Highly multiparametric analysis by mass cytometry

• Published in: Journal of immunological methods Vol. 361; no. 1-2; pp. 1 - 20
• Main Authors: Ornatsky, Olga, Bandura, Dmitry, Baranov, Vladimir, Nitz, Mark, Winnik, Mitchell A., Tanner, Scott
• Format: Journal Article
• Language: English
• Published: Amsterdam Elsevier B.V 30.09.2010; Elsevier
• Subjects: Bead array; Biological and medical sciences; Bone Marrow Cells - immunology; Chelating Agents - chemistry; Fetal Blood - immunology; Flow cytometry; Fundamental and applied biological sciences. Psychology; Fundamental immunology; HL-60 Cells; Humans; Immunophenotyping - instrumentation; Immunophenotyping - methods; Jurkat Cells; Lanthanoid Series Elements - chemistry; Leukemia - immunology; Mass cytometry; Mass Spectrometry - instrumentation; Mass Spectrometry - methods; Metal-encoded beads; Metal-tagged antibodies; Microspheres; Molecular immunology; Multiparametric single cell assay; Techniques; Bead array; Flow cytometry; Mass cytometry; Metal-tagged antibodies; Metal-encoded beads; Multiparametric single cell assay; Antibody; Isolated cell; Immunological method
• ISSN: 0022-1759; 1872-7905
• DOI: 10.1016/j.jim.2010.07.002

This review paper describes a new technology, mass cytometry, that addresses applications typically run by flow cytometer analyzers, but extends the capability to highly multiparametric analysis. The detection technology is based on atomic mass spectrometry. It offers quantitation, specificity and dynamic range of mass spectrometry in a format that is familiar to flow cytometry practitioners.
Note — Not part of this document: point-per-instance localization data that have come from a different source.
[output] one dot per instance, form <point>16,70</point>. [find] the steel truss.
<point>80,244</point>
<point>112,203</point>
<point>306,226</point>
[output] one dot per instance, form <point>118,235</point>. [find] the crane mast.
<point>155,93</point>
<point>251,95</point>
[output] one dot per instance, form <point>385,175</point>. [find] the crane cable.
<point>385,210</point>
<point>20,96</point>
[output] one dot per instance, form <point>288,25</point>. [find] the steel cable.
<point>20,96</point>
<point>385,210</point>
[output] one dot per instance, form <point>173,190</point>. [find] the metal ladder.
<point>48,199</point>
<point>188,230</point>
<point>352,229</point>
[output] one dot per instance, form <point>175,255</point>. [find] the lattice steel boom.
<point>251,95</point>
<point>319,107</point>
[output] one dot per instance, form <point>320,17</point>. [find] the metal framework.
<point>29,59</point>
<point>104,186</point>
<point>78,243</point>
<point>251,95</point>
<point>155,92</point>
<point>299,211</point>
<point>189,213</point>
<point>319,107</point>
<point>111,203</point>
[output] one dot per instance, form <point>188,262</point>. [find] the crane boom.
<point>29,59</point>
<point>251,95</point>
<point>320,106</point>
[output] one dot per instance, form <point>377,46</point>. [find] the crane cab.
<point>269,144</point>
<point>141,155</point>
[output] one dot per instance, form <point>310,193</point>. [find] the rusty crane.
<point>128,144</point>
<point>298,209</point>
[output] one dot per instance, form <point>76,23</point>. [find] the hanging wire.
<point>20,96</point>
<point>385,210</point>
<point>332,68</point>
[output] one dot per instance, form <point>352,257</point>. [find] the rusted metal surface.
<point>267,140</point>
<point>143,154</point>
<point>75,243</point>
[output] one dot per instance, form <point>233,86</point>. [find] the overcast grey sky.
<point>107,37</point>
The mass cytometer does not require compensation, allowing the application of statistical techniques; this has been impossible given the constraints of fluorescence noise with traditional cytometry instruments. Instead of “colors” the mass cytometer “reads” the stable isotope tags attached to antibodies using metal-chelating labeling reagents. Because there are many available stable isotopes, and the mass spectrometer provides exquisite resolution between detection channels, many parameters can be measured as easily as one. For example, in a single tube the technique allows for the ready detection and characterization of the major cell subsets in blood or bone marrow. Here we describe mass cytometric immunophenotyping of human leukemia cell lines and leukemia patient samples, differential cell analysis of normal peripheral and umbilical cord blood; intracellular protein identification and metal-encoded bead arrays.